# Batch of Kodaks



## Dany (Jun 30, 2021)

Last week I got a batch of Kodak strut folding cameras.
Among them, I could see a version that I did not have yet of the Vest Pocket autographic with a textured paint.
This item is fitted with a rare “Orix” lens that I could not find in any web document.
Except some possible links to Ica.
But I have some doubt about a German origin because the engraving on the lens says “double anastigmat” and not “Doppel anastigmat”
May be you know something about it.....

The Batch:





















The Vest Pocket


----------



## webestang64 (Jul 1, 2021)

Some really nice ones. I love the coloring of the first one.


----------



## Mitica100 (Jul 1, 2021)

Awesome! The Hawkette Kodak was made in the UK and it was not offered for sale, rather offered as a promotional item for Cadbury Chocolates and Australian Cigarettes (go figure…)

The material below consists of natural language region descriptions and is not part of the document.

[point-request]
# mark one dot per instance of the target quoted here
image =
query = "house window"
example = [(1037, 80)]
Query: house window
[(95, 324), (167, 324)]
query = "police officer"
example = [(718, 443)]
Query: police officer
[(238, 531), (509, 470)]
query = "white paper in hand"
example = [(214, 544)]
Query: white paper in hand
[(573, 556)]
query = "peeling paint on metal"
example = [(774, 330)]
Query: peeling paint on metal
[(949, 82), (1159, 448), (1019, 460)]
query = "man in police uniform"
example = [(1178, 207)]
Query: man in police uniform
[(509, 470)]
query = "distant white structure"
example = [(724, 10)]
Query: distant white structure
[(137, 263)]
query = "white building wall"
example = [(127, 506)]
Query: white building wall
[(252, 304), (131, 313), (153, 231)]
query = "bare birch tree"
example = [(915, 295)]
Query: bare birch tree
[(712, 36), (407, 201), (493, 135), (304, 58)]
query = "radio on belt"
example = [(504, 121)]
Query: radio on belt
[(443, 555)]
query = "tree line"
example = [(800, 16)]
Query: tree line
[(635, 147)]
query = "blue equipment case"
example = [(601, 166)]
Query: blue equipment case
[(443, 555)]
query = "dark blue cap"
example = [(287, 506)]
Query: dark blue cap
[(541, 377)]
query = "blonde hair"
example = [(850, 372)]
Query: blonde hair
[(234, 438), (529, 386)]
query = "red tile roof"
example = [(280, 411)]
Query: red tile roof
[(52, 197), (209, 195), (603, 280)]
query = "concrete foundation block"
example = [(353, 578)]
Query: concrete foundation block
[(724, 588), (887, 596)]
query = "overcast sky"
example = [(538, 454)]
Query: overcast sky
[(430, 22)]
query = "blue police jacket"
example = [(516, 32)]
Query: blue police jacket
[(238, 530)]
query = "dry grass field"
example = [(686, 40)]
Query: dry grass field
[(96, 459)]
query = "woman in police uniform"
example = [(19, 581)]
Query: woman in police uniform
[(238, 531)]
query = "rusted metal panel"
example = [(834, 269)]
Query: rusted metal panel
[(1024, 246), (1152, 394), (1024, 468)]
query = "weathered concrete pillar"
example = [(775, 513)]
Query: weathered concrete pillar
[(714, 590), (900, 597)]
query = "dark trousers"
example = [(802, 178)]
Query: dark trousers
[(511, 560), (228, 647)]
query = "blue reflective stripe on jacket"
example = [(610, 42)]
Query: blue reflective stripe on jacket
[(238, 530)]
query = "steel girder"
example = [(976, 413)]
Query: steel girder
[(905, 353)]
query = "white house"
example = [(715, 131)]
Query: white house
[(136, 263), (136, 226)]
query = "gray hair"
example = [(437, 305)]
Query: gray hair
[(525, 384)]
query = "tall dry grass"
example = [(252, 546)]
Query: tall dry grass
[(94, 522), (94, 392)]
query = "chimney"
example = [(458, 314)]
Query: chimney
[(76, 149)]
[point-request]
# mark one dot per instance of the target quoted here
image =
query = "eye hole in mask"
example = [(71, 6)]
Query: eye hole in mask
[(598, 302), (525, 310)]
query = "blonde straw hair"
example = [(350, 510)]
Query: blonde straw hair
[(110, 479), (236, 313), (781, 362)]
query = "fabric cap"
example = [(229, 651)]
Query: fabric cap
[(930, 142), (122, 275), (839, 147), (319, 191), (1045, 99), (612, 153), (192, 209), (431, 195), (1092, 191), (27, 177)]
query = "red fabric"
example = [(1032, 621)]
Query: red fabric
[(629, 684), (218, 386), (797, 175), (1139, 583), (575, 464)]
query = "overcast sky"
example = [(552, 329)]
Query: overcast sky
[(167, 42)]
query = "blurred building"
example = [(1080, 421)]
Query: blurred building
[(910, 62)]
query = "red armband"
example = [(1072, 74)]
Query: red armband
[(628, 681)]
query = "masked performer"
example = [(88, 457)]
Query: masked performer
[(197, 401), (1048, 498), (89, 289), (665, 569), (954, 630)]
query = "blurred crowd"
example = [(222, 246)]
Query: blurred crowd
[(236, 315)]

It was the very first Kodak camera made of a plastic material. Beautiful!


----------



## Dany (Jul 2, 2021)

What makes some collectors (like me) addicted to bakelite cameras is the variety of patterns and hues that can be found on produced specimens of the same model.
This is due to the non-repeatability of the results obtained during the mixing of the powders and the baking of the bakelite.
In picture, two hawkettes No 2 from my collection





Because of the fragility of this material to impact, the difficulty these days is to find devices that do not show any breaks or cracks.


----------



## webestang64 (Jul 2, 2021)

Same with bakelite radios. I have 2 of the same radio but the colors and pattern are slightly different. Cool stuff.


----------



## terri (Jul 2, 2021)

These are beautiful!   I keep returning to the faceplate showing the Kodak Ball Bearing shutter.    The patent dates stamped in.    

Ah, my heart!


----------